A savory tofu filling is topped with fresh (garden, if you're lucky) tomatoes, basil and red onion ready to serve as a brunch item, bougie lunch, appetizer or light supper.
Ingredients:
pie dough for a 9-10" pie shell
1/2 red onion, thinly sliced
1/4 cup mayonnaise
1 1/4 cups shredded cheddar (vegetarian) cheese
2-3 medium sized tomatoes, 1/4-1/2" slices
a few cherry tomato halves to fill in the gaps
fresh chopped basil and leaves to garnish
salt and pepper to taste
3/4 lb firm tofu, shredded
2 tsps worcestershire sauce
1 tbsp vegetable oil
1 tbsp sodium reduced soya sauce
1 tsp minced garlic
salt and pepper to taste
1 tsp smoked paprika
Roll out the pie dough. Lightly spray a 9" tart pan and place the dough in it. Poke several times with a fork then refrigerate for 30 minutes.

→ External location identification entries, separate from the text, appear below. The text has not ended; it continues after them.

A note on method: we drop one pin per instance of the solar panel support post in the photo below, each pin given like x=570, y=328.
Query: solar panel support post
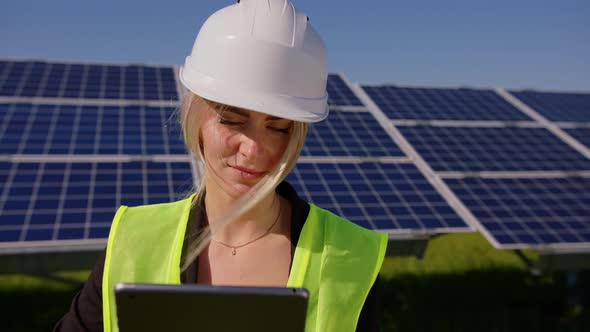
x=42, y=263
x=575, y=261
x=407, y=246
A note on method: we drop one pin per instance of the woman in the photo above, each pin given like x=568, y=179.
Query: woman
x=256, y=77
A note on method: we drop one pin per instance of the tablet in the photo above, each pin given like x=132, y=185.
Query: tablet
x=155, y=307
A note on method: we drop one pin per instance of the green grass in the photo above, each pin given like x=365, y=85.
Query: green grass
x=462, y=284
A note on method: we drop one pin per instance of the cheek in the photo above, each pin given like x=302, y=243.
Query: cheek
x=216, y=140
x=277, y=146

When ready place a sheet of parchment paper over the shell then sit a glass pie plate on top. This is my method since I don't have pie weights. Blind bake at 400°F for 15 minutes.

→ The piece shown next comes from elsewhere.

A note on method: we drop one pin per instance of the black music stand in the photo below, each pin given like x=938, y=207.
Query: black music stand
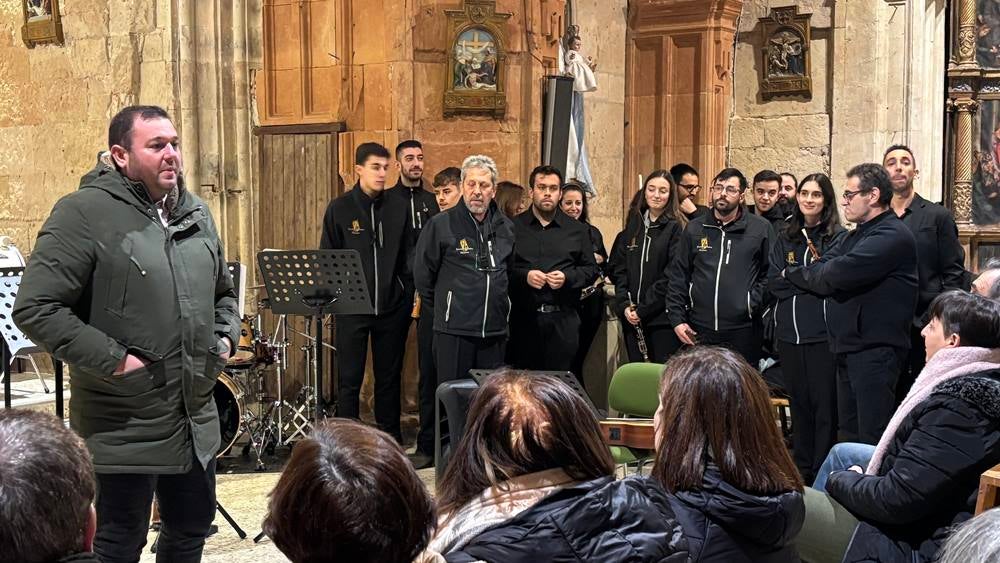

In the meantime pat the tofu dry then shred. Or if it has been frozen and thawed, gently squeeze extra liquid out then shred. Mix with worcestershire, veg oil, soya sauce, garlic, paprika, salt and pepper.
Mix the cheddar and mayo together.
Spoon the tofu mixture into the pie shell pressing gently, then spred the cheese/mayo mixture over the tofu.
Top the cheese/mayo mix with 2-3 tbsps chopped basil followed by a layer of tomatoes, onions, salt and pepper.